Many investors with income of $750,000 or more are less likely to have retirement plans than those at lower income levels, according to a report released Wednesday by Spectrem Group.
Fifteen percent of the highest income investors said they had no plans to retire, while 31% put their potential retirement age at “more than 70.”
Investors at lower income levels said they wanted to retire within 10 years, but were uncertain whether their current income and savings levels would enable them to do so.
The Spectrem study, conducted around the beginning of this year, comprised some 3,500 respondents across five income segments, ranging from less than $100,000 to $750,000 or more.
The chief personal financial concern of 65% investors across all income levels was maintaining their current financial position, according to the study. The number rose to 71% for those at the lowest income level, and was 52% for those at the highest end.
On the national level, the main concerns of investors were prolonged economic downturn, the political environment, government gridlock, the federal deficit and the national debt.

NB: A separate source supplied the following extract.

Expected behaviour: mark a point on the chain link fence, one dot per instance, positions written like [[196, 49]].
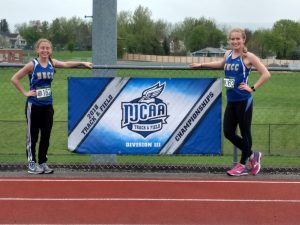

Most respondents believed they had reached their current income level through hard work. They also credited their education and frugality.
Investors’ portfolios were similar regardless of income except for those at the $750,000-plus level, who were likelier to own a business and have more cash available.
The study found that tolerance for risk and the level of knowledge about investments increased as income rose. Those with lower incomes felt less knowledgeable about investments, and therefore many sought a guaranteed rate of return.
Social responsibility, though growing as an investment concern, was not a predominant factor in choosing investments.
Households with the lowest and highest incomes were the most likely to consider themselves to be self-directed. Low-income investors tended to avoid advisors out of concern about fees or feeling their assets did not warrant use of an advisor.
High-income investors might not engage advisors because of confidence in their own investment acumen.
The study found that investors with the highest income were least likely to complain about their advisor's lack of responsiveness.